The consent order suggests consolidating kindergarten through 8th-grade schools by grade level and possibly closing or turning the Vidalia Lower Elementary school into a primary school and slightly adjusting the boundaries for Ferriday and Vidalia High Schools to move approximately 93 students — based on last school year’s enrollment — from Vidalia to Ferriday.

The proposal was only just received by the school board in the first week of December, Blanchard said. In October, before receiving the proposal, the school board met with the AG in a closed-door meeting to discuss options in anticipation of it. Upon receiving the consent order, the school board made the decision to make it public at Tuesday’s forum and receive community feedback.

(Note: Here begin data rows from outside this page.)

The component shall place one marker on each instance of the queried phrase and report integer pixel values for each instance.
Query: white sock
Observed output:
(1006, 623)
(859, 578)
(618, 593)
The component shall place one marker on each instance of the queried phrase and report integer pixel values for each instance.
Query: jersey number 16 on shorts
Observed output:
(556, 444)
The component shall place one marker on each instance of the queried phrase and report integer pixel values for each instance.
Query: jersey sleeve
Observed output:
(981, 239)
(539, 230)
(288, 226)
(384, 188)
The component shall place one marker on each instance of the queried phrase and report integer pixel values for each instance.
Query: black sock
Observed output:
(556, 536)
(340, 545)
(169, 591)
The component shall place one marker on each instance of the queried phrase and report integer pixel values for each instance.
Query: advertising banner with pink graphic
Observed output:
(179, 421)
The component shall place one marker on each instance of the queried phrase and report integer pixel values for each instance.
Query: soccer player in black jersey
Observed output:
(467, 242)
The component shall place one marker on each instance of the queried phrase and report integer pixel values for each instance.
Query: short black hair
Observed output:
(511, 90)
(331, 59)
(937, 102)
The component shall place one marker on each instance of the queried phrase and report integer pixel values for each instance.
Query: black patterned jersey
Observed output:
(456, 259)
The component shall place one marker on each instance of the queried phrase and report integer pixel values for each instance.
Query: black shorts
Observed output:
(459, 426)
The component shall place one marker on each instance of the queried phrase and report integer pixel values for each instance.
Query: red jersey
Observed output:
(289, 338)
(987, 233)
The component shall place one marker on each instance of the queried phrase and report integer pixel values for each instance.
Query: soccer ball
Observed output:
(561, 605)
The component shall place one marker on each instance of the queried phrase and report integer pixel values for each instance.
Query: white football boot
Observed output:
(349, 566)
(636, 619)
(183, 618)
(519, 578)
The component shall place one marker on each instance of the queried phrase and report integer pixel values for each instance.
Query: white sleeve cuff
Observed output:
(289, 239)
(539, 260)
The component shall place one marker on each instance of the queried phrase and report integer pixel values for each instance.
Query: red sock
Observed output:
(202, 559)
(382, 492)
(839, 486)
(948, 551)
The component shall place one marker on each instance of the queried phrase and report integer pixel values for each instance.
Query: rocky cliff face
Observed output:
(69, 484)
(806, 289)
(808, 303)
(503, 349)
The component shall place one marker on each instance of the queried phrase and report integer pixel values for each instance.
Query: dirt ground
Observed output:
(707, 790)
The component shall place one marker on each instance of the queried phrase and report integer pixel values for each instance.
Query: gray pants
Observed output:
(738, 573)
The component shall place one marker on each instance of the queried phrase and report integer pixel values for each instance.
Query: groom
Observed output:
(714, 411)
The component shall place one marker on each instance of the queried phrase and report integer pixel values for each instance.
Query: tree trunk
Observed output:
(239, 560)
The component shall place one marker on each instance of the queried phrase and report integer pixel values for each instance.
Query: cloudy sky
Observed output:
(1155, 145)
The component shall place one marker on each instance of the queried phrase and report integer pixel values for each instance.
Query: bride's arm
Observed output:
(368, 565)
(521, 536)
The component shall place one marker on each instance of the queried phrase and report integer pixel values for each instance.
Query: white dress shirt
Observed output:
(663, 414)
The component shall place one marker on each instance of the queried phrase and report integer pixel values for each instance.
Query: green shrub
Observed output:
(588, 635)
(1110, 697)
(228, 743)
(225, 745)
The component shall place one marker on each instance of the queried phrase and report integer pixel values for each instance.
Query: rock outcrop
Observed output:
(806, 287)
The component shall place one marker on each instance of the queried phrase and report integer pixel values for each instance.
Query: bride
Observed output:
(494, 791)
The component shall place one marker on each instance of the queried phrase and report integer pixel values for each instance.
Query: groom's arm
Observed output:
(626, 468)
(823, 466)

Morgan Brungard, who works for AG Murrill, said, “We are aware that the board and the community are unhappy with the changes that the Department of Justice is asking the board to make. In fact, we received a petition tonight, 862 signatures, asking the board to vote no on this proposal.” … “I am here tonight to tell the board and the community that the Attorney General, Liz Murrill, hears you and we share your concerns. We urge the board not to accept the DOJ proposal because it is premature and because it is bad for the board, bad for the community and bad for the state.”

Murrill said the reason that the proposal is premature is because the DOJ is about to have a new administration with new policies and new people.

“The DOJ Office of Civil Rights, the very office that has been negotiating with Mr. Blanchard, was under orders during the first Trump administration not to make proposals like this one. … They are trying to lock in this deal before everything changes. What they’re trying to lock in is not a good deal for the board for a variety of legal reasons. There are so many unresolved legal issues that may eliminate the need to make any changes at all, and we believe that the board should raise those issues to the judge before thinking about agreeing to changes because that would allow the judge to decide whether this case should even continue.”

Brungard said the AG’s office has other concerns with the proposal, one being that it doesn’t actually settle the lawsuit. In fact, it is written in the proposal that the suit remains open and active for another three years, she said. It also mandates that the student population at every school be within 15 percent of the district-wide ratio of Black students and white students.

“In our experience, it’s very difficult for rural parishes with spread out communities like here in Concordia Parish to reach that percentage without bussing kids around. So, if the board agrees to this ratio and then does not meet it at even one school, there’s nothing stopping the DOJ from coming back and trying to move attendance zones again, or asking for more aggressive measures like closing schools just to try to get the numbers right,” she said.